El viaje comenzó en un paisaje suave, como el abrigo de lana que me hizo mi madre. Avancé por el agua que fluye como la memoria, y vibré con la risa lejana bajo la presencia del poeta en bronce.

Seguí hacia el meridiano un sábado que también fue domingo, bajo cielos en secreto. Caminé por el Garoé, al encuentro del milagro del agua.

Gota tras gota llegué a su torre, donde los silbos suben y bajan por los barrancos, llevando voces que aún regresan como consuelo.

La estrella  es guía hasta la nieve, cumbre sobre todas las islas, donde a veces nos descalzamos por dentro en este continente diminuto.

Recalé en orillas redondas con encajes antiguos. Allí la vida camina sin pausa por Triana y deja entrever que nada es lo que parece.

Con sal me senté y dialogamos con el agua, y toqué su arena, donde el viento no solo sopla: escribe.
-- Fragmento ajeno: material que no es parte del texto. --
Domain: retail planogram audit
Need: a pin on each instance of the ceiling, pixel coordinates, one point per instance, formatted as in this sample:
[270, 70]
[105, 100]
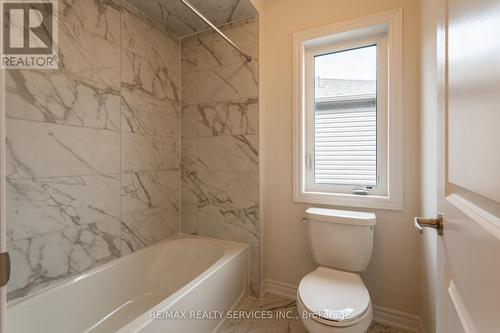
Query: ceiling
[177, 18]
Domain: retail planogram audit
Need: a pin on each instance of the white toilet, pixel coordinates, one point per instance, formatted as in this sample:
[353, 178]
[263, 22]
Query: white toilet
[333, 298]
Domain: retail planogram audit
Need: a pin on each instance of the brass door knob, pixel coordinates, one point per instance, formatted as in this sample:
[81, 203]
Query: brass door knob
[436, 223]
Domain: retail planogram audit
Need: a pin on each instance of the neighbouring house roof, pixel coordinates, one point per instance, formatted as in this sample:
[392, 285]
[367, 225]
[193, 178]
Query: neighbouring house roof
[333, 90]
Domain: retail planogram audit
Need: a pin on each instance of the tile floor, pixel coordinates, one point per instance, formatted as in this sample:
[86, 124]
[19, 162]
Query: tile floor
[276, 304]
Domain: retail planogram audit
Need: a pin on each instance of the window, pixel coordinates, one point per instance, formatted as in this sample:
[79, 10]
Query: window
[347, 105]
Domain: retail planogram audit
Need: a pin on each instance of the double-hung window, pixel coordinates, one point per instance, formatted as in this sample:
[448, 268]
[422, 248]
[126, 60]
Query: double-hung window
[348, 113]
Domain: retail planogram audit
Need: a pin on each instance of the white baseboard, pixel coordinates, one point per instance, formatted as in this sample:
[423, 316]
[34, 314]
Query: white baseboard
[382, 315]
[279, 288]
[397, 319]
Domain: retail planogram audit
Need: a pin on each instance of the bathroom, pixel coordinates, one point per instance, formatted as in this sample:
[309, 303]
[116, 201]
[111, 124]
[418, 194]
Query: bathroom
[249, 166]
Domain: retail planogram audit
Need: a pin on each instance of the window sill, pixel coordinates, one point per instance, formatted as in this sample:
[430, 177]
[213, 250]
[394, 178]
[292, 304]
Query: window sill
[350, 200]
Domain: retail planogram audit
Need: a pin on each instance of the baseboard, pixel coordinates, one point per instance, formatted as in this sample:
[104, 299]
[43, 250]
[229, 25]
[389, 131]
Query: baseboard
[397, 319]
[382, 315]
[222, 324]
[278, 288]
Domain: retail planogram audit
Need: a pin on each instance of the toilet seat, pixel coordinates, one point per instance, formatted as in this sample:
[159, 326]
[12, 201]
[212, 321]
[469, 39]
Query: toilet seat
[334, 298]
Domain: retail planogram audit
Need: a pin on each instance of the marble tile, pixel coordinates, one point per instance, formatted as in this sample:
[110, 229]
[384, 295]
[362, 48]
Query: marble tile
[228, 82]
[42, 205]
[189, 54]
[189, 154]
[88, 57]
[177, 18]
[144, 228]
[255, 270]
[189, 208]
[285, 318]
[45, 259]
[228, 153]
[147, 190]
[189, 121]
[213, 51]
[101, 18]
[228, 204]
[189, 84]
[145, 115]
[60, 98]
[149, 76]
[140, 36]
[37, 150]
[238, 117]
[148, 153]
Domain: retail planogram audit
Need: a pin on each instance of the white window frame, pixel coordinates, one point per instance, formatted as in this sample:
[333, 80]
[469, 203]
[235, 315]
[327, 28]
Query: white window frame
[385, 30]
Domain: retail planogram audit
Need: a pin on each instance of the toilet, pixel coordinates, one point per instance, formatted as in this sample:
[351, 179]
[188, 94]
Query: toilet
[333, 298]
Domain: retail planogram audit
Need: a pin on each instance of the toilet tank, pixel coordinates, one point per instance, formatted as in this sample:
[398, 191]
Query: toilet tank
[341, 239]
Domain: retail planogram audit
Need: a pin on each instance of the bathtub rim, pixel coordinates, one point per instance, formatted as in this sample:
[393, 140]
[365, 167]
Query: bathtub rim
[73, 279]
[144, 319]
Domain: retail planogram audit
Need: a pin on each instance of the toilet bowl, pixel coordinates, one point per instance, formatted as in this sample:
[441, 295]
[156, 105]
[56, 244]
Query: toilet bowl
[333, 298]
[329, 300]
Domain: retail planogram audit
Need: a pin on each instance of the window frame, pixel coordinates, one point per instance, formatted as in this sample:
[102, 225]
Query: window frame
[380, 41]
[384, 30]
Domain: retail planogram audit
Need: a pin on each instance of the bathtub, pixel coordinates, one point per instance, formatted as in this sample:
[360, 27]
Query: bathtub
[152, 290]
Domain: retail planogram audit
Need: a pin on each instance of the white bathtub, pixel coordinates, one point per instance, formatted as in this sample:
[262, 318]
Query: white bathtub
[188, 274]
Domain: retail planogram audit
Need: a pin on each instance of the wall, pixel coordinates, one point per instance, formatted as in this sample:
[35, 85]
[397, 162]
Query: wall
[92, 148]
[392, 276]
[220, 138]
[428, 153]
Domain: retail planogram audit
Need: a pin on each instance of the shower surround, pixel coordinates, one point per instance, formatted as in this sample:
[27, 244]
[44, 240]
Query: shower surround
[94, 148]
[220, 138]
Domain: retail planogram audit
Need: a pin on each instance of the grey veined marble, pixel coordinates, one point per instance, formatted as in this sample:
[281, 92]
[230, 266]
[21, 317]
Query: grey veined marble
[181, 21]
[220, 139]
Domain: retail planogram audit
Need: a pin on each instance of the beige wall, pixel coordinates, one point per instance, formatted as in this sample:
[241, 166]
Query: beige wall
[428, 92]
[392, 276]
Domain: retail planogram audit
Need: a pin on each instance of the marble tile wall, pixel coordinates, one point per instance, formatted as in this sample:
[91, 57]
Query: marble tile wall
[220, 138]
[92, 148]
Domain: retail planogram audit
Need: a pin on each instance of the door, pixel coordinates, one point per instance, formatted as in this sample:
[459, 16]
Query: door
[469, 166]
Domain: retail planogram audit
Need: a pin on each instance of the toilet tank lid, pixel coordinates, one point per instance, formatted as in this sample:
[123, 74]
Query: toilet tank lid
[341, 216]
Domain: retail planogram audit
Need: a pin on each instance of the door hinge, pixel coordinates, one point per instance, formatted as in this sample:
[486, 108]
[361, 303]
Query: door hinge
[4, 268]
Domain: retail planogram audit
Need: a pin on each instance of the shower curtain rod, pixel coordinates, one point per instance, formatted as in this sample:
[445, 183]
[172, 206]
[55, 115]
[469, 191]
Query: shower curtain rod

Letra a letra, el arte de estas islas permanece. Y en la voz, entre lava y horizonte, la tierra se dibuja.

Remo a remo me acogió la chiquitita joya entre olas, donde la calma es forma de estar: habita en el decir, con verdad y sin exceso, bajo la mirada del mar Chinijo.

Estas son mis islas. No crecen, pero el deseo de nombrarlas desborda la orilla. Sus recursos son frágiles, como agua entre los dedos. Pero el lenguaje las sostiene.

Desde mi Arico, todo se recoge en un instante de silencio. Y las islas siguen llamándose.